TITLE
Parallel Multi-Agent Path Planning for Coordinated Robotic Manipulation
Dylan Sun (bdsun), Jongsun Park (jongsunp)
URL
SUMMARY OF PROGRESS
We now have a working end-to-end planning pipeline for our simplified MAPF setting. The current implementation includes a configurable benchmark generator, time-indexed collision detection with vertex and edge conflicts, a space-time A* low-level planner, SVG visualization for benchmark instances and solutions, correctness tests, and a benchmark harness that runs on both local machines and PSC. We also added metrics such as runtime, total cost, total time, repair iterations, A* calls, states expanded/generated, and simple path-quality indicators like wait time and detours for the final robot.

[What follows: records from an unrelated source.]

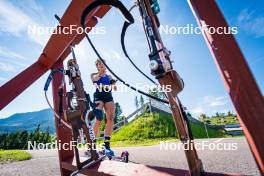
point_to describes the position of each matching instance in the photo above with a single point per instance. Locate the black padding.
(115, 3)
(98, 113)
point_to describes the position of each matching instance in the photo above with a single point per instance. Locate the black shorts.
(103, 96)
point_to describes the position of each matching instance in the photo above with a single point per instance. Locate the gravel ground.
(238, 161)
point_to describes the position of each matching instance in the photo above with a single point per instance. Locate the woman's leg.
(110, 114)
(97, 123)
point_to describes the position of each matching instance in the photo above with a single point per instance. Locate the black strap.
(130, 19)
(115, 3)
(123, 33)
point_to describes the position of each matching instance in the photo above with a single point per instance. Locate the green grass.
(150, 129)
(224, 120)
(7, 156)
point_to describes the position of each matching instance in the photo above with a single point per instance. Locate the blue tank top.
(105, 80)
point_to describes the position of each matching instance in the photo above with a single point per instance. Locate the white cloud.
(251, 23)
(6, 67)
(213, 101)
(210, 105)
(5, 52)
(197, 110)
(16, 22)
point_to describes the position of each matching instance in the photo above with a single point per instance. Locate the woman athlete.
(103, 98)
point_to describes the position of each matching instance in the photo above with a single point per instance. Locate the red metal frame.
(239, 81)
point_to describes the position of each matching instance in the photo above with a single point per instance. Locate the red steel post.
(64, 134)
(239, 81)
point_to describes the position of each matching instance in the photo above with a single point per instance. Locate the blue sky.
(204, 90)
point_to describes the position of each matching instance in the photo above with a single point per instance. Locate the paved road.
(238, 161)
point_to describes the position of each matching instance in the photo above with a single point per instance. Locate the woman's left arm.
(112, 82)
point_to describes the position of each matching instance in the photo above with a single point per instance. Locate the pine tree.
(136, 102)
(141, 100)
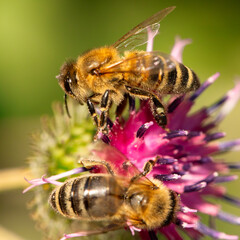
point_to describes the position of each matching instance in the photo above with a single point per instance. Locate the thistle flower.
(187, 162)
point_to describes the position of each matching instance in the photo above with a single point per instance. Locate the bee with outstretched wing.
(104, 76)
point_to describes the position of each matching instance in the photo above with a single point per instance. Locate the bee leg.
(158, 112)
(121, 107)
(92, 111)
(158, 109)
(146, 169)
(88, 163)
(105, 103)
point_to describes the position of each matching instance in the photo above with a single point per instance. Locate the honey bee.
(104, 76)
(125, 197)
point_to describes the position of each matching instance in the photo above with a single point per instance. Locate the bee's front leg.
(105, 103)
(92, 111)
(158, 109)
(101, 121)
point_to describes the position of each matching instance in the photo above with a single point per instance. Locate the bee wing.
(142, 63)
(139, 34)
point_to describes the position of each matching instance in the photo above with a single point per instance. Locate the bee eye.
(94, 72)
(67, 87)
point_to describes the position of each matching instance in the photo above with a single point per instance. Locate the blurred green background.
(36, 37)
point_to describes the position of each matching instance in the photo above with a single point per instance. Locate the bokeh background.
(36, 37)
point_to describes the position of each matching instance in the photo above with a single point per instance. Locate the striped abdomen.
(88, 197)
(160, 73)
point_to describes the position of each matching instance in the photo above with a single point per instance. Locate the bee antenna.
(66, 105)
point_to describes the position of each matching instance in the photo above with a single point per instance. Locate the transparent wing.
(143, 63)
(139, 34)
(123, 168)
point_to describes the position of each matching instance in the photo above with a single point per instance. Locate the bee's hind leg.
(158, 111)
(157, 107)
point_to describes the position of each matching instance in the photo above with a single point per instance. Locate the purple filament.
(143, 129)
(167, 177)
(175, 134)
(175, 104)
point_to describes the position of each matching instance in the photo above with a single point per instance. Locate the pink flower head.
(186, 155)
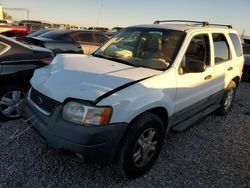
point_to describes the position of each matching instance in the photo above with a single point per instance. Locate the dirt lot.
(213, 153)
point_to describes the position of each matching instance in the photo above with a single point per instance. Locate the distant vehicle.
(113, 31)
(12, 30)
(17, 64)
(246, 70)
(98, 28)
(35, 34)
(33, 25)
(69, 41)
(40, 32)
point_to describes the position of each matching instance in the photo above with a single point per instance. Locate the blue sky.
(129, 12)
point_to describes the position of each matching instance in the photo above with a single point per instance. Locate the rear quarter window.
(236, 43)
(221, 48)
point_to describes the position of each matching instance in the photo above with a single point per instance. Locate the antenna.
(99, 15)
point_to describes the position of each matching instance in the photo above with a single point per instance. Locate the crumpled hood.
(84, 77)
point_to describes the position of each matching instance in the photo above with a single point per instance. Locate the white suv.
(117, 104)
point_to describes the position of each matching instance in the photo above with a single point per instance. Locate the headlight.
(88, 115)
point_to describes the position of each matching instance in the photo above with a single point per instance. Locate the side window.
(100, 39)
(236, 43)
(221, 48)
(198, 50)
(66, 38)
(3, 48)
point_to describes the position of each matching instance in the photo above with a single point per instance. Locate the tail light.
(47, 60)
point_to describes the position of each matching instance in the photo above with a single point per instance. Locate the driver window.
(198, 51)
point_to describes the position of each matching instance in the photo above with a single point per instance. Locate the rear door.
(223, 61)
(194, 89)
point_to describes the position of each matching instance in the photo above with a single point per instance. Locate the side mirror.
(194, 66)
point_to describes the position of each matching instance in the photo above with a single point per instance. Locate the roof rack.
(204, 23)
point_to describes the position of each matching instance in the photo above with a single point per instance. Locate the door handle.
(208, 77)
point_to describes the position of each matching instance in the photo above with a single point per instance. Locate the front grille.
(45, 103)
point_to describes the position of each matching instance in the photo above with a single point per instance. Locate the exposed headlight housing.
(86, 115)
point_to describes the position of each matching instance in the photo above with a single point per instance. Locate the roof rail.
(187, 21)
(222, 25)
(203, 23)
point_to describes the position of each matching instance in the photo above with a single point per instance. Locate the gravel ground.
(213, 153)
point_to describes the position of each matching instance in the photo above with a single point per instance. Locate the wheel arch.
(160, 111)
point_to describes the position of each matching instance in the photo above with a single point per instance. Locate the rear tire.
(228, 98)
(11, 98)
(141, 146)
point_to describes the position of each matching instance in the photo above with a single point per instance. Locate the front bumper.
(97, 144)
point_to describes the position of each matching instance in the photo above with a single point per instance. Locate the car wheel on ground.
(141, 146)
(11, 98)
(228, 97)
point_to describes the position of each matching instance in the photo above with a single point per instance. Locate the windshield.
(143, 47)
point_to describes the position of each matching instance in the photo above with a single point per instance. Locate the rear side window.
(84, 37)
(3, 48)
(100, 39)
(221, 48)
(236, 43)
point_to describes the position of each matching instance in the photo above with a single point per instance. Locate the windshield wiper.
(114, 59)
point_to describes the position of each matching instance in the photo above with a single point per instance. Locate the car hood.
(85, 77)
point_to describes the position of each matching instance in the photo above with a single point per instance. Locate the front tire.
(141, 145)
(11, 98)
(228, 98)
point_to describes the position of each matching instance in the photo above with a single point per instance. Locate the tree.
(6, 16)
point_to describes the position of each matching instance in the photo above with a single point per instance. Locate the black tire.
(6, 91)
(124, 162)
(228, 98)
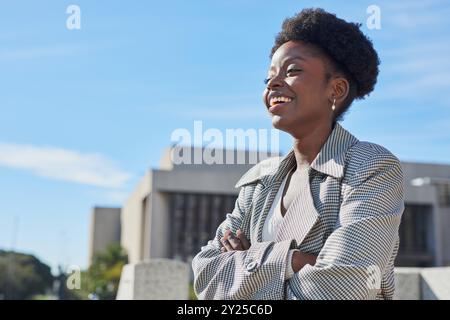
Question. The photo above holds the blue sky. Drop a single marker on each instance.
(84, 113)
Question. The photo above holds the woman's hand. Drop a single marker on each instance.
(233, 242)
(300, 259)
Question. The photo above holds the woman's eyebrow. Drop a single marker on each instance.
(288, 60)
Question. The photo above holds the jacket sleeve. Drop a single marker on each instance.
(358, 252)
(256, 273)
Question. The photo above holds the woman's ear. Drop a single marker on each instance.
(339, 90)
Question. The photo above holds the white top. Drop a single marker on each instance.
(273, 222)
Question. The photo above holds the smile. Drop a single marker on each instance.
(279, 100)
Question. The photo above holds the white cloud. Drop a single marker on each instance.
(62, 164)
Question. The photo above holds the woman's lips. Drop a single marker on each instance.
(277, 107)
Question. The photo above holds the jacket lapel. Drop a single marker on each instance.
(302, 214)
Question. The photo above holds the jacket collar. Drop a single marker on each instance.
(330, 160)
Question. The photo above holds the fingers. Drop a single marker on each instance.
(231, 242)
(226, 245)
(241, 236)
(235, 242)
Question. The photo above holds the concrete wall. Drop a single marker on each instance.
(134, 219)
(105, 229)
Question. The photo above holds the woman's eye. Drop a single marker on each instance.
(293, 70)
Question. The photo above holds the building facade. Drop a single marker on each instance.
(176, 209)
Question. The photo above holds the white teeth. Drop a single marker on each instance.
(280, 99)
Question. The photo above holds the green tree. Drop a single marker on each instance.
(23, 275)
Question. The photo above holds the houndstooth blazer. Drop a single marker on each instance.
(349, 216)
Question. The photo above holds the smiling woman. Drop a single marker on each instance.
(322, 222)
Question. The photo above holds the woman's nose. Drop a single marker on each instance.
(275, 81)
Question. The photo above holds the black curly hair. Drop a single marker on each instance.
(347, 49)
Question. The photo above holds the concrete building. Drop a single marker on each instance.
(105, 229)
(176, 209)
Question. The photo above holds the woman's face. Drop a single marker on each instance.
(297, 93)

The biggest change from our original proposal is that we are no longer using traditional exact CBS as the active baseline. We implemented it, but it was not practical even on relatively modest instances: the high-level search tree grew too quickly and exact branching was too expensive to use as the foundation for our parallel study. In response, we replaced that baseline with a greedy repair planner that repeatedly detects conflicts, replans one robot at a time, and guarantees termination with a repair cap. This gives us a working sequential baseline that is fast enough to benchmark and parallelize.
WORK COMPLETED SO FAR
- Implemented grid-based benchmark generation with fixed seeds and stored benchmark cases for
few,medium, andabundantinstances. - Implemented sequential A* in space-time with time-indexed vertex and edge constraints.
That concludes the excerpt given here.